Alcor’s neuropreservation option therefore seeks to preserve the brain with the highest possible fidelity. By directing preservation efforts toward the brain, it is possible to cryopreserve a brain with better quality than is possible if an entire body is cryopreserved. It is expected that the ability to regrow a new body around a repaired brain will be part of the capabilities of future medicine. However, removing a brain today from its protective enclosure (the skull) would cause unnecessary damage. Alcor therefore leaves the brain protected within the head during preservation and storage. While neuropreservation may seem strange, it is scientifically the best way known to preserve a human life indefinitely. Alcor preserves people, not “heads.”

The goal of cryonics is to overcome serious illness by preserving and protecting life. Cryonics is therefore consistent with pro-life principles of both medicine and religion. Hypothermia victims have been revived after more than an hour without breathing, heartbeat, or brain activity. Deep cooling is sometimes used to “turn off” patients for long periods during neurosurgery when the heart must be stopped. Human embryos are routinely cryopreserved and revived. If cryonics works, it will work because it is fundamentally the same as these other forms of “suspended animation” that are already known in medicine. Patients in these states are understood to be in deep coma, not death.

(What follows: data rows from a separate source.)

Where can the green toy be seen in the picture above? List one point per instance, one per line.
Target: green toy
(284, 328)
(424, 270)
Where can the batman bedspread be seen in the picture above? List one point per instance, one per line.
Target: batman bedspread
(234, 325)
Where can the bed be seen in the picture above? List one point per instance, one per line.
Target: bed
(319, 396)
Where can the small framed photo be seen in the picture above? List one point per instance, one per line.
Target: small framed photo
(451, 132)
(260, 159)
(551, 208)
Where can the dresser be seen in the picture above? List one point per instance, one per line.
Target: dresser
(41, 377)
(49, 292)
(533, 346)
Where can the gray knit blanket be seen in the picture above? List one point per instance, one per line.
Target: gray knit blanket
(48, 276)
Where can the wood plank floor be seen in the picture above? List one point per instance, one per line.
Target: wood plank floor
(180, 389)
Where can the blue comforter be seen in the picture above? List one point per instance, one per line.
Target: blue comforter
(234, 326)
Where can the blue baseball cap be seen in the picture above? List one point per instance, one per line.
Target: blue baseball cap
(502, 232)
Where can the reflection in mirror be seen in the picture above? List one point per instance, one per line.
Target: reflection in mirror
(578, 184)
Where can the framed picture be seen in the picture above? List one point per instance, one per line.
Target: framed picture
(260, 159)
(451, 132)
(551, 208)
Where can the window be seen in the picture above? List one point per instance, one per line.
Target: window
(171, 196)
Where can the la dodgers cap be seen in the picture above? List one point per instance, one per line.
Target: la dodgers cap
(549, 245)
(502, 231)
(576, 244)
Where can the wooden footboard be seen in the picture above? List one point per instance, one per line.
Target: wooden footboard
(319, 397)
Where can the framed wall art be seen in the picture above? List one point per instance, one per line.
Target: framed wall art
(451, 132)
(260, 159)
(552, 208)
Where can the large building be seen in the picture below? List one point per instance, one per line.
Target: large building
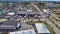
(41, 28)
(30, 31)
(9, 26)
(28, 13)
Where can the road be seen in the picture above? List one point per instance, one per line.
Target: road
(56, 30)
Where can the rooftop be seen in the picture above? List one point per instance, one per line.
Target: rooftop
(41, 28)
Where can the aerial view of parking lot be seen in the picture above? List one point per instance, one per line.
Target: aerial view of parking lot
(29, 17)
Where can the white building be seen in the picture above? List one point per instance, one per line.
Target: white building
(41, 28)
(30, 31)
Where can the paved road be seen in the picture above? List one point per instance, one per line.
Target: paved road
(56, 30)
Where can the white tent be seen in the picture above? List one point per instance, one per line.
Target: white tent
(30, 31)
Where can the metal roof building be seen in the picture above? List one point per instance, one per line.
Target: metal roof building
(30, 31)
(27, 12)
(41, 28)
(9, 25)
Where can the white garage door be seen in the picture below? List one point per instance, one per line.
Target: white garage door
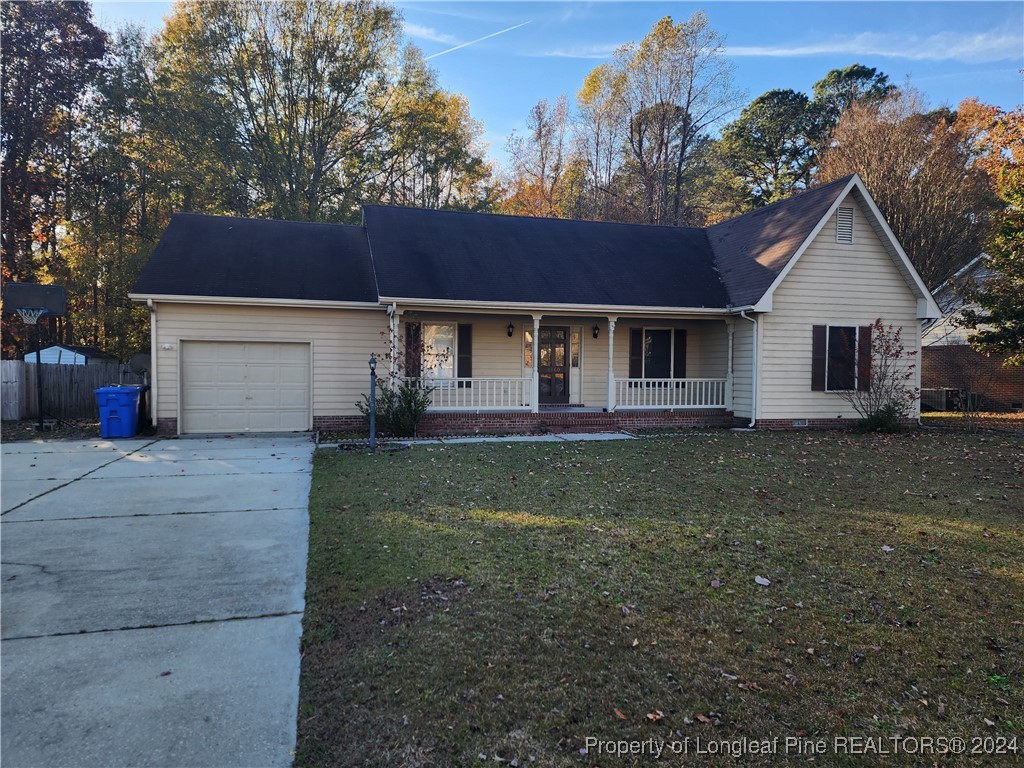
(236, 386)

Cryonics patients are theologically equivalent to unconscious patients in a hospital with an uncertain prognosis. Moving essays affirming the morality and worth of cryonics have been written from both Catholic and Protestant perspectives. Members of diverse Christian denominations, including the Church of Jesus Christ of Latter-day Saints, have joined Alcor, in addition to people of other faiths. For further information, please read Christianity and Cryonics and other articles in the Religious Basis of Cryonics section of the Alcor Library. Alcor welcomes written contributions from all faiths attesting to the life-affirming nature of cryonics.

Most of Alcor’s membership is middle class, and funds cryonics by life insurance. Cryonics is within reach of any healthy young person in the industrialized world who plans for it. For a young person, the lifetime cost of cryonics is no greater than that of smoking, cable TV, or regular eating out.

If a strong will to live is no more than an expression of cowardice, then why treat any serious illness? Interestingly, cryonics founders Robert Ettinger and Jerry Leaf are both veterans of military combat who have demonstrated far more courage than the average idle critic of cryonics. A rational desire to continue living is not the same as an irrational fear of death. In the words of biologist Peter Medawar, “…there is no more deep-seated biological instinct than that which expresses itself as a firm grasp upon life, there is more dignity, as there is more humanity, in fighting for life than in a passive abdication from our most hardly won and most deeply prized possession.”